Reports have it that former President Olusegun Obasanjo has said that it was a form of pleasure to him when he was being insulted as a sitting president by his critics or perceived political opponents. To show that he enjoyed the ‘fun’, he said all those published insults were kept in the archives at his presidential library.
“If you visit the Olusegun Obasanjo Presidential Library in Abeokuta, you will find thousands of archived newspaper comics and columns meant to spite and insult my person even as a sitting president. No individual or group of people was ever queried or jailed or repressed for expressing this freedom. Rather, I encouraged them because I derived fun and pleasure from the humour as I know who I am and nobody needs to tell me who and what I am not,” Obasanjo is quoted to have said while presenting his keynote address at the first international conference of the African Studies Association of Africa entitled “African Studies in the Twenty-First Century, Past, Present and Future”, at the International Conference Centre of the University of Ibadan.

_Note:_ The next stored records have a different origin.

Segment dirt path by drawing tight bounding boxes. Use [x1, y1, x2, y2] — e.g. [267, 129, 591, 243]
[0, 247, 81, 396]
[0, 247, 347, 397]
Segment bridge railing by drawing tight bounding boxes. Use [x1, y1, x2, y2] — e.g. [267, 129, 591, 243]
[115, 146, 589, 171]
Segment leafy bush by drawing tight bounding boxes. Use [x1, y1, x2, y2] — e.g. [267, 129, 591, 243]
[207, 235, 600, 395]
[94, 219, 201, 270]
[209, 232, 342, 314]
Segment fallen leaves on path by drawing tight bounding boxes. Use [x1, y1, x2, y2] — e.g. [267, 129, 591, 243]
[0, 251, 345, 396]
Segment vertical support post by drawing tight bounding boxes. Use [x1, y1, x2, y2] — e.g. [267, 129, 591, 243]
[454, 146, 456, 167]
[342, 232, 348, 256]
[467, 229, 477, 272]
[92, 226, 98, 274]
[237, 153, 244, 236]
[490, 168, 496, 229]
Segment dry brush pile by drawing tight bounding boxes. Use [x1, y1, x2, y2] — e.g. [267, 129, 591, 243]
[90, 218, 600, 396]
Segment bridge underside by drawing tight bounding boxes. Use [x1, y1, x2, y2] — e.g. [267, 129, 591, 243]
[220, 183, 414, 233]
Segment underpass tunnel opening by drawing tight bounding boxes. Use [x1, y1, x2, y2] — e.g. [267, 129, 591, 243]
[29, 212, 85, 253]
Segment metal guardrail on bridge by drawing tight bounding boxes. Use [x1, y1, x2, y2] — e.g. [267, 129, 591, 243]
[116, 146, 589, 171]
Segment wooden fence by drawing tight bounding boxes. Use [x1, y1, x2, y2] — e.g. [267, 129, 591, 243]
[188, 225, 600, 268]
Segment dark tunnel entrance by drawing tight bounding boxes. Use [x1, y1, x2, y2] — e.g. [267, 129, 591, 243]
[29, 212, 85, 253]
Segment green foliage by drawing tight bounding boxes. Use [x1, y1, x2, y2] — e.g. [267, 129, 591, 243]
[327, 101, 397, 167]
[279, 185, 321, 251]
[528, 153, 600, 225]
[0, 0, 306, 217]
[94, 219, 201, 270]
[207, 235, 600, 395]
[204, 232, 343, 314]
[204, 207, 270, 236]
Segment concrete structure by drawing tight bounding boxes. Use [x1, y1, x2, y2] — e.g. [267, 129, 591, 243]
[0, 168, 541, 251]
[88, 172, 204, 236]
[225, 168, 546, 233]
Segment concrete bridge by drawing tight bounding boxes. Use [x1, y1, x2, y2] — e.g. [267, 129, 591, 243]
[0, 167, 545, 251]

The third episode was a throwback to Patrick Dele Cole’s article “Why Buhari Should Apologise”. It is set as the counterpoise of the lengthy public apology on CNN by Britain’s former Prime Minister Tony Blair. He attended St. John’s College, Oxford University.
On CNN, Tony Blair finally said sorry for the Iraq War – and admitted he could be partly to blame for the rise of Islamic State. The extraordinary confession by the former prime minister comes after 12 years in which he refused to apologise for the conflict. Blair makes his dramatic ‘mea culpa’ during a TV interview about the ‘hell’ caused by his and George Bush’s decision to oust Saddam Hussein.

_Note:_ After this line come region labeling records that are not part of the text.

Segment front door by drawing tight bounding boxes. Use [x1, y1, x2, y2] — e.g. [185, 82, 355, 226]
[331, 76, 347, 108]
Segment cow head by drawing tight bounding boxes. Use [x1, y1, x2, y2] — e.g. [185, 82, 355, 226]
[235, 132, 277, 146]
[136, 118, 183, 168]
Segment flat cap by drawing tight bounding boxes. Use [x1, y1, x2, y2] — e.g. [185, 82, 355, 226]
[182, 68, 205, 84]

In the exchange, Blair repeatedly says sorry for his conduct and even refers to claims that the invasion was a war ‘crime’ – while denying he committed one. Blair is asked bluntly in the CNN interview: “Was the Iraq War a mistake?” He replies: “I apologise for the fact that the intelligence we received was wrong. I also apologise for some of the mistakes in planning and, certainly, our mistake in our understanding of what would happen once you removed the regime.”
Challenged that the Iraq War was “the principal cause” of the rise of Islamic State, he said: “I think there are elements of truth in that. Of course you can’t say those of us who removed Saddam in 2003 bear no responsibility for the situation in 2015.”
The admission makes a mockery of the statement in the Powell memo that Blair would “demonstrate [to Bush] that we have thought through ‘the day after’” – a reference to the consequences of invasion. However, the bloody chaos in the region continues to this day. And in a separate development, former Labour Home Secretary David Blunkett has revealed that he challenged Blair before the war about avoiding chaos after Saddam’s downfall.
Without any provocation whatever, US Presidential candidate, billionaire Donald Trump, launched an unguided missile at “Oxford Blues and Bad Blood”. He expressed his deep disgust for Africans by referring to them as lazy fools only good at eating, lovemaking and thuggery. Speaking in Indianapolis, Trump, who is also the Republican presidential torchbearer, reiterated his promise to deport Africans, especially those of Kenyan origin including their son Barack Obama.
It has sent the rating of the TV series skyrocketing.